PORTLAND — The Portland Public Library and the School Department have teamed up to create a new library card designed to increase the accessibility and visibility of the library to students and their families.
Called SEED, for Student Education, Entertainment, and Discovery, the card is being piloted to students at Reiche Elementary and King Middle schools this month, with a plan to expand the program to all of the city’s schools in the future.
The hope is that the new card will “enhance students’ opportunities to read, learn and engage,” according to a School Department press release.
Every student and staff member at Reiche and King, even if they already have a library card, will receive a SEED card, which will “enable them to use any of the library’s locations and online resources and borrow up to three items at a time (with) no overdue fees for late books,” the department said.
Sarah Campbell, executive director at the library, said “SEED cards give students more opportunities to pursue their interests, build their curiosity, and strengthen their learning through the library’s collections and programs.”
She said the SEED card is not only beneficial to students and their families, but also to the library because it helps “(us) to build a stronger relationship with them.”
Superintendent of Schools Xavier Botana said “I believe that providing public library cards for all of our students and staff is a surefire way to bring all of the library’s resources to Portland families with maximum ease and convenience.”
In the press release, the School Department said the SEED card is “part of a national movement … to increase collaboration among school superintendents, library directors, and elected officials with the goal to improve education outcomes for all students, close achievement gaps, and create a framework for an integrated approach to education.”
Campbell said that in addition to access to books, the SEED card also ensures “every student has equal access to electronic resources as teachers are increasingly using eResources in the classroom and for homework.”
Many school children in Portland already have a library card, but the goal with the SEED card is to provide a “better understanding of the resources available to them at the library, access to anytime at-home reading and learning and (to encourage) involvement in the extensive programming we have for both children and teens,” Campbell said.
What makes the SEED card different, is that there’s no physical card needed.
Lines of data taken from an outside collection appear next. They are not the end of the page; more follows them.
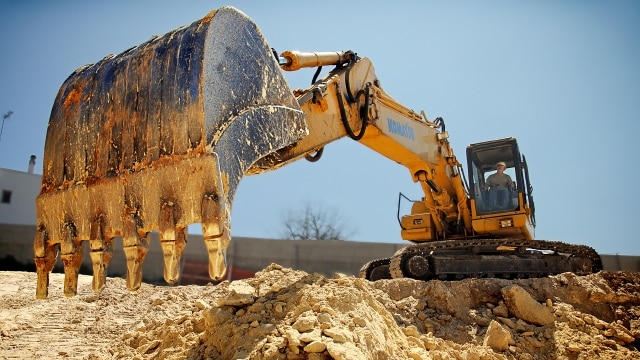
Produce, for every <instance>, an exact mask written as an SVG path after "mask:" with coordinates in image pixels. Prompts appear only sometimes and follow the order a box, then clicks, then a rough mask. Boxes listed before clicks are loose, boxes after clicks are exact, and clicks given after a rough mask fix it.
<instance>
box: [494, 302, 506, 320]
mask: <svg viewBox="0 0 640 360" xmlns="http://www.w3.org/2000/svg"><path fill="white" fill-rule="evenodd" d="M491 311H492V312H493V315H495V316H500V317H504V318H507V317H509V310H508V309H507V307H506V306H505V304H504V303H503V302H500V304H499V305H498V306H496V307H494V308H493V309H492V310H491Z"/></svg>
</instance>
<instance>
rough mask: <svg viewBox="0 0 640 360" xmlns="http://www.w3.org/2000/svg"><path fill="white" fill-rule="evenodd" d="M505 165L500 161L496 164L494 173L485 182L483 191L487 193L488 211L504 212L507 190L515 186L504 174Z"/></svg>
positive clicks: (507, 196)
mask: <svg viewBox="0 0 640 360" xmlns="http://www.w3.org/2000/svg"><path fill="white" fill-rule="evenodd" d="M506 168H507V164H505V163H504V162H502V161H500V162H499V163H497V164H496V173H495V174H492V175H490V176H489V177H488V178H487V181H486V182H485V185H484V186H485V187H484V190H485V191H487V190H488V191H489V208H490V210H505V209H506V208H507V206H508V204H509V189H511V188H513V187H514V186H515V183H514V182H513V180H511V177H510V176H509V175H507V174H505V173H504V170H505V169H506Z"/></svg>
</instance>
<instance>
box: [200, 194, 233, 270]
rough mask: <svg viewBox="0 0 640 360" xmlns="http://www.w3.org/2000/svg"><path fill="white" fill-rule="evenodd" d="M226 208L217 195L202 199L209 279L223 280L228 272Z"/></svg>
mask: <svg viewBox="0 0 640 360" xmlns="http://www.w3.org/2000/svg"><path fill="white" fill-rule="evenodd" d="M225 219H226V217H225V208H224V203H222V202H220V199H219V198H218V196H217V195H215V194H213V195H206V196H205V197H204V198H203V199H202V235H203V237H204V243H205V245H206V247H207V252H208V253H209V277H210V278H211V279H212V280H214V281H219V280H222V278H223V277H224V274H225V273H226V270H227V259H226V253H227V247H228V246H229V241H230V239H229V236H228V235H227V234H229V231H228V230H227V231H225V225H226V221H225Z"/></svg>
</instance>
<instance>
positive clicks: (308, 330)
mask: <svg viewBox="0 0 640 360" xmlns="http://www.w3.org/2000/svg"><path fill="white" fill-rule="evenodd" d="M316 320H317V319H316V317H315V316H305V317H299V318H298V320H296V322H295V323H293V325H292V327H293V328H294V329H296V330H298V331H299V332H301V333H303V332H305V331H309V330H313V328H315V326H316Z"/></svg>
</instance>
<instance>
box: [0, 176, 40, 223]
mask: <svg viewBox="0 0 640 360" xmlns="http://www.w3.org/2000/svg"><path fill="white" fill-rule="evenodd" d="M41 179H42V176H41V175H39V174H32V173H28V172H22V171H15V170H9V169H1V168H0V197H2V196H3V194H6V193H7V192H10V194H11V195H10V197H11V199H10V201H9V202H8V203H6V202H0V224H18V225H35V223H36V207H35V203H36V197H37V196H38V193H39V192H40V185H41ZM5 196H6V195H5ZM0 200H2V199H0Z"/></svg>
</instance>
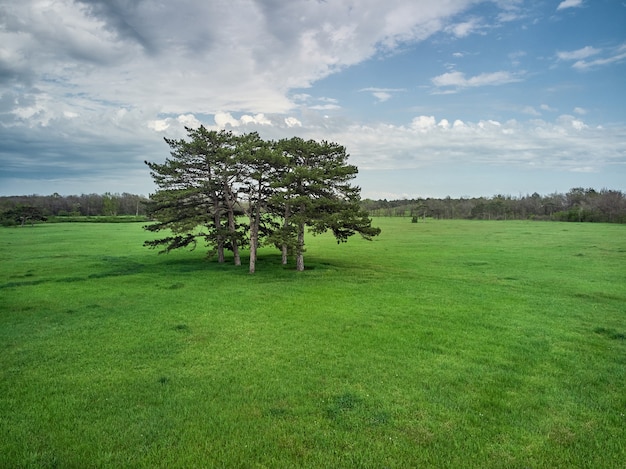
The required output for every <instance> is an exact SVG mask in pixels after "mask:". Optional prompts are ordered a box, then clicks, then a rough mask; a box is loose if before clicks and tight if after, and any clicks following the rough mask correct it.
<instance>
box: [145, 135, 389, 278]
mask: <svg viewBox="0 0 626 469" xmlns="http://www.w3.org/2000/svg"><path fill="white" fill-rule="evenodd" d="M187 136H188V138H187V139H180V140H174V139H167V138H166V139H165V142H166V143H167V144H168V145H169V146H170V157H169V158H167V159H166V160H165V162H164V163H162V164H160V163H152V162H148V161H146V164H147V165H148V166H149V168H150V170H151V175H152V178H153V180H154V182H155V184H156V185H157V187H158V190H157V191H156V192H155V193H154V194H152V195H151V196H150V202H149V203H148V212H149V215H150V217H151V218H152V219H153V220H155V223H152V224H150V225H147V226H146V227H145V229H146V230H148V231H152V232H158V231H161V230H166V231H167V232H168V236H166V237H164V238H161V239H156V240H150V241H146V242H145V245H146V246H150V247H162V248H163V249H162V252H167V251H170V250H172V249H176V248H180V247H186V246H190V247H195V245H196V244H197V241H198V239H202V240H204V241H205V242H206V243H207V245H208V246H209V247H210V251H209V254H211V255H217V258H218V261H219V262H224V251H225V250H230V251H232V253H233V258H234V262H235V264H236V265H240V264H241V258H240V254H239V252H240V249H241V248H242V247H245V246H249V247H250V272H251V273H253V272H254V271H255V264H256V258H257V248H258V247H259V246H261V245H262V244H268V245H275V246H276V247H277V248H279V249H280V250H281V251H282V253H283V264H286V263H287V257H288V255H289V254H290V253H292V254H295V258H296V268H297V270H304V257H303V255H304V234H305V227H308V228H309V230H310V231H311V232H313V233H314V234H319V233H323V232H325V231H328V230H330V231H332V232H333V234H334V236H335V238H336V239H337V242H345V241H347V239H348V237H350V236H352V235H354V234H356V233H359V234H361V235H362V236H363V237H364V238H366V239H371V238H372V237H373V236H376V235H378V234H379V233H380V229H378V228H375V227H372V225H371V219H370V218H369V216H368V213H367V212H366V211H365V210H363V209H362V208H361V204H360V188H359V187H357V186H353V185H352V184H351V181H352V179H354V178H355V176H356V174H357V172H358V169H357V167H356V166H353V165H349V164H348V163H347V160H348V155H347V154H346V150H345V148H344V147H343V146H341V145H338V144H336V143H329V142H326V141H322V142H318V141H314V140H308V141H305V140H303V139H301V138H298V137H294V138H291V139H283V140H280V141H266V140H263V139H262V138H261V137H260V136H259V135H258V134H257V133H256V132H254V133H249V134H242V135H235V134H233V133H232V132H227V131H219V132H217V131H209V130H207V129H206V128H205V127H204V126H201V127H199V128H198V129H191V128H187ZM244 220H245V221H244Z"/></svg>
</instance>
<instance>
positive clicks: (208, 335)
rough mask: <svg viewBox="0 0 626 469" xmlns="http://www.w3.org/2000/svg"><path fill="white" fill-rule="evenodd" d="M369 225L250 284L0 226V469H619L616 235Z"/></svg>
mask: <svg viewBox="0 0 626 469" xmlns="http://www.w3.org/2000/svg"><path fill="white" fill-rule="evenodd" d="M374 225H375V226H380V227H381V228H382V230H383V232H382V234H381V236H379V237H378V238H377V239H375V240H374V241H372V242H367V241H364V240H360V239H351V240H350V242H349V243H348V244H347V245H346V244H343V245H337V244H336V243H335V242H334V240H333V239H332V237H330V236H321V237H317V238H314V237H312V236H308V238H307V253H306V256H305V263H306V264H307V267H308V269H307V270H306V271H305V272H302V273H297V272H295V271H294V270H293V267H290V268H289V269H285V268H283V267H282V266H281V265H280V253H278V251H275V250H272V249H263V250H262V251H261V253H260V254H261V255H260V259H259V262H258V264H257V273H256V274H255V275H253V276H251V275H249V274H248V273H247V267H246V266H245V265H244V266H242V267H240V268H236V267H234V266H231V265H218V264H217V263H215V262H214V261H207V260H206V259H205V253H204V252H203V251H202V250H201V249H198V250H196V251H193V252H189V251H180V252H173V253H170V254H168V255H157V253H156V252H155V251H152V250H149V249H146V248H144V247H142V242H143V241H144V240H145V239H148V237H149V236H150V233H147V232H144V231H143V230H142V229H141V224H44V225H38V226H35V227H32V228H31V227H24V228H5V229H0V259H1V263H0V346H1V354H0V365H1V367H0V373H1V379H0V467H3V468H4V467H11V468H14V467H15V468H19V467H33V468H35V467H36V468H42V467H43V468H52V467H59V468H68V467H69V468H73V467H77V468H78V467H80V468H84V467H112V468H113V467H115V468H118V467H146V468H149V467H150V468H152V467H168V468H170V467H184V468H188V467H224V468H263V467H268V468H291V467H311V468H316V467H320V468H331V467H332V468H342V467H345V468H409V467H419V468H424V467H443V468H459V467H464V468H465V467H476V468H490V467H494V468H496V467H498V468H500V467H501V468H533V469H534V468H573V467H586V468H594V469H595V468H618V467H626V226H620V225H603V224H573V223H567V224H566V223H542V222H487V221H485V222H477V221H474V222H472V221H427V222H426V223H421V222H420V223H417V224H413V223H410V221H409V220H408V219H397V218H396V219H391V218H388V219H385V218H381V219H375V223H374Z"/></svg>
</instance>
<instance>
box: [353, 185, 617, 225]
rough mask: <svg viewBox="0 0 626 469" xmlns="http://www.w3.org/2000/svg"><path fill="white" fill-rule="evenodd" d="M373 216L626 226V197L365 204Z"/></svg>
mask: <svg viewBox="0 0 626 469" xmlns="http://www.w3.org/2000/svg"><path fill="white" fill-rule="evenodd" d="M361 204H362V206H363V208H364V209H365V210H367V211H368V212H369V214H370V216H375V217H394V216H396V217H397V216H401V217H406V216H409V217H412V218H413V221H418V220H419V219H421V218H426V217H429V218H436V219H468V220H529V219H530V220H553V221H570V222H596V223H626V195H625V194H624V193H623V192H622V191H619V190H611V189H601V190H599V191H597V190H595V189H593V188H588V189H585V188H582V187H576V188H573V189H570V190H569V191H568V192H567V193H565V194H562V193H556V192H555V193H553V194H549V195H540V194H538V193H536V192H535V193H533V194H532V195H528V194H527V195H524V196H521V195H520V196H517V197H515V196H511V195H495V196H493V197H471V198H465V197H461V198H458V199H453V198H450V197H446V198H444V199H438V198H418V199H402V200H371V199H365V200H362V201H361Z"/></svg>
Students can simply use their School Department ID number to identify themselves.
To roll out the SEED card, Campbell said, “we expect to have many classes visit the library (and) teachers will (also) explain to their students how to use SEED cards to access (the library’s) eResources for reading and research purposes.”
Overall, Campbell said the hope with the SEED card is that it will encourage a “love of reading and exploring personal interests (and lead to) improved reading skills, improved research skills and exposure to new kinds of information.”
She said that Reiche and King schools were chosen for the pilot because “our children’s and teen’s librarians have existing strong relationships” with the school-based librarians.
“We chose them with the expectation that this would be a period of experimentation as we build our understanding of what will work best and develop tools to be used as we expand to more schools,” Campbell said.
She said the SEED card idea initially came from the Urban Libraries Council.
The Portland Public Library has been a member of the council for the past five years because it’s “actively involved in leading-edge conversations about the impact of public libraries in their communities,” Campbell said.
Since “libraries are all about self-directed learning, exploration, and engagement, we are the natural partner with (the local) schools,” she said. Like a school, the library can serve to “help inspire young people and equip them to choose interests, pursue curiosity, and share their creativity and ideas with others.”
Jeanne Crocker, assistant superintendent of school management at the Portland Public Schools, agreed and said, “given our joint commitment to children’s reading, it made total sense (to)enter (into this) partnership.”
Crocker said Campbell approached the School Department with the idea for a “library card for every student,” which then further coalesced around the district’s goal of every student reading at grade level in both elementary and middle school.
Through the SEED card, “we hope that students and their families will benefit from easier access to the public library and develop and grow a love of reading that lasts a lifetime,” Crocker said. “Partnerships with community organizations (like the library) enrich the lives of our students, their families, and our staff.”
And Campbell said, “The schools and the library have been long-standing partners, but with this program we are taking it to a new level of coordination and cohesion. By formalizing this partnership, we are able to make it smoother and easier for kids to make the library their own.”
This month students at Reiche Elementary and King Middle schools in Portland will recieve a new card designed to provide barrier-free access to the Portland Public Library. Here two youngsters celebrate the library’s 150th anniversary.